There are all sorts of strategies which can be used to help children with ADHD improve their focus. Ensuring comfortable clothing and giving them movement breaks, for example. Visual aids, breaking down tasks, positive reinforcement (children with ADHD not only receive more negative feedback than NT children but they also have heightened sensitivity to it). Plenty of playtime outside, even at secondary level. Sufficient sensory stimulus, but also balanced against the potential for sensory overload.
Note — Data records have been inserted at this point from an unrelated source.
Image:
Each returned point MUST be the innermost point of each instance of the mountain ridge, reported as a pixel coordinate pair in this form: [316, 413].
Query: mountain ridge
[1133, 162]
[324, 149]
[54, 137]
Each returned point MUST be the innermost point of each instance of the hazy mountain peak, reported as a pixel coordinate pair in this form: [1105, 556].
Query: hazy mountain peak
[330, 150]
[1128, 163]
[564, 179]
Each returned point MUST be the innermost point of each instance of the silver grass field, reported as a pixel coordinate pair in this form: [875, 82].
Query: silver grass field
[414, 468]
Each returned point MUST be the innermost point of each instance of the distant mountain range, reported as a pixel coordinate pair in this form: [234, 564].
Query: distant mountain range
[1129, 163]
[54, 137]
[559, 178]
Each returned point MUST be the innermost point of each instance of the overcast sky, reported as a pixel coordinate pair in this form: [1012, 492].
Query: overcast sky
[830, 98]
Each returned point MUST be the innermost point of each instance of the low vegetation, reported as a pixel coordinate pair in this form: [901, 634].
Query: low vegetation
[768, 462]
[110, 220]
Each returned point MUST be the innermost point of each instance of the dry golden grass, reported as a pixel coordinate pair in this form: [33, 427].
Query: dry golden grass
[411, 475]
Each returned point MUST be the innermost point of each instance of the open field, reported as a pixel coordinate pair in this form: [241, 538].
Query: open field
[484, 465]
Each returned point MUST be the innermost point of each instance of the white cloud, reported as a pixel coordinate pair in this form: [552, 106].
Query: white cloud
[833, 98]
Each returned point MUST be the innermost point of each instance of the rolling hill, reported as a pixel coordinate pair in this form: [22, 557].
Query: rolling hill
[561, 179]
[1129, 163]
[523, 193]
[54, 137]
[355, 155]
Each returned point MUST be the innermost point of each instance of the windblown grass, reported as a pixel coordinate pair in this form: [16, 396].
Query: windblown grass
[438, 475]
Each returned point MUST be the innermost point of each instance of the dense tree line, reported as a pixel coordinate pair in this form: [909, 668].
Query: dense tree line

Part of the problem is the classroom environment in many secondary schools. It lacks the kind of sensory input that helps children with ADHD to regulate. Schools are increasingly built like office blocks or conference centres - too clinical, insufficiently ventilated, strip lighting etc. They don't offer the kind of sensory input that children with ADHD often need to regulate. When I was at school, the main school building was a dark, drafty, old-fashioned building, lots of the class-rooms were wood-panelled, the windows were always open. Half the classes were held in drafty, freezing cold portacabins, so we almost always had a brisk 5 minute walk outside in the cold between lessons. Grass everywhere and kids would eat lunch outside in the summer months under the trees. It sounds dreadful, but it offered so much more sensory input than many secondary schools nowadays.
I think that secondary school design plays an underacknowledged part in the difficulties faced by ND children, alongside zero-tolerance policies. They are spending their days in environments which just don't contain what they need to thrive.